I was watching a recent episode of Nova about the neutrino titled "The Ghost Particle", and at one point I was nearly overcome by a powerful wave of pure physics envy. In discussing the Sudbury Neutrino Observatory, a huge ultraclean spherical acrylic tank of heavy water located two kilometers below the surface of the Earth in a nickel mine in Ontario, Canada, Prof. David Wark said:
When the SNO detector was finished, the exact center of the SNO detector has the lowest level of radiation of any point in the Solar System.
Let me be clear. I find language and linguistics fascinating, and I do not regret my choice of field. But an underground lab with "the lowest level of radiation of any point in the Solar System"? Goddamn, that's cool. We mere social social scientists never get to announce anything that so totally reeks of Big Science. Think about it. We'll never get to say something like:
- When fully pressurized, gentlemen, this hyperverbal chamber will contain the highest density of lexical items ever observed.
- After parsing this quintuply-nested onion sentence, Broca's area in the subject's brain will achieve a temperature nine times hotter than the surface of the sun.
- The submicrosecond collapse of this precise mixture of passive and antipassive verb forms produces mutual annihilation and a burst of hard gamma rays.
All we get to do is undermine each other's claims about the content of the human language faculty and argue about just how far beyond explanatory adequacy our theories have progressed. (It's pretty far now, I gather.) That sort of thing is fine as far as it goes, but when am I going to discover a grammatical process that can power a city the size of New York for over 300 years? I want there to be a kind of reactor named after me!
Bonus etymology: Some googling and a quick trip to the JSTOR suggests that the term physics envy was first coined in a book review by Joel E. Cohen in the May 14, 1971 issue of Science (vol. 172), in which he wrote, "Physics-envy is the curse of biology." Sigh. It's not just biology, Joel—I'm feeling it all the way over here in the scientific study of human language.
Hmm ... you should deal with particles a lot:
"4 : a unit of speech expressing some general aspect of meaning or some connective or limiting relation and including the articles, most prepositions and conjunctions, and some interjections and adverbs "
Maybe you could try firing a laser at a dictionary to see what happens?

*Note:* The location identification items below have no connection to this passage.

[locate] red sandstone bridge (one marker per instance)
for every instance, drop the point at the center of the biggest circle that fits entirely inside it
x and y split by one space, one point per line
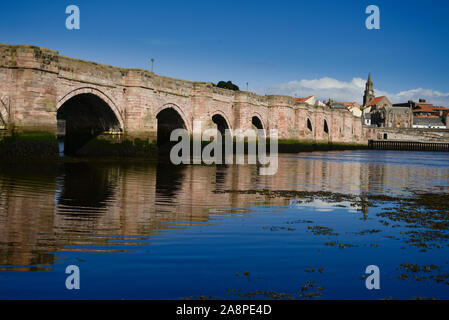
91 99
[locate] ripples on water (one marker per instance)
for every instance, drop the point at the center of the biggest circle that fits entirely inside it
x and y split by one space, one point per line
151 230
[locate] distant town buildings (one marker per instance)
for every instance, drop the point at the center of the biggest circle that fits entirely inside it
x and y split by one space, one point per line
379 112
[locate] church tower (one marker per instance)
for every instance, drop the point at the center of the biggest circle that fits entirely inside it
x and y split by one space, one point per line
369 91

Posted by: Steve | February 22, 2006 at 07:17 PM
Five words: Eternal Engine of Linguistic Massacre. Maybe we can get DARPA interested?
Posted by: includedmiddle | February 22, 2006 at 09:06 PM
All I can say is: High Speed, High Entropy Parse Forest Pruning with TUNGUSKA.
Posted by: Trochee | February 23, 2006 at 12:40 AM
Oh, I hear ya! Before I realized I am incapable of doing calculus, I wanted to do theoretical physics.
Posted by: Bridget | February 23, 2006 at 07:24 AM
I think you need to find a military application for Big Linguistics.
Posted by: Andrew | February 24, 2006 at 09:12 PM
Of course, these days, with so much money going into the biotech business, there seem to be more jobs going for biologists than physicists, so the physicists are getting biologist envy.
Posted by: Pete Bleackley | February 27, 2006 at 04:33 AM
i always thought physics-envy was more specifically epistemological - the social sciences are envious of the deductive proofs on offer in physics rather than the cool toys they play with!? i thought it was because social science experiments are notoriously difficult to make exclusive of extraneous or unthought of factors so the psychologists (not trained in epistemology) confuse causality with constant conjunction??
i speak as a psychotherapist with qualifications in psychology that were difficult for me to take seriously(both subject matter and my own qualifications) having been taught philosophy and epistemology by an ex industry nuclear phycisist! i HAVE seen some real science done in the name of psychology...but very little. seems that human existence is better understood by the arts and psychotherapy seems, on the whole, not to be so rife with...physics-envy.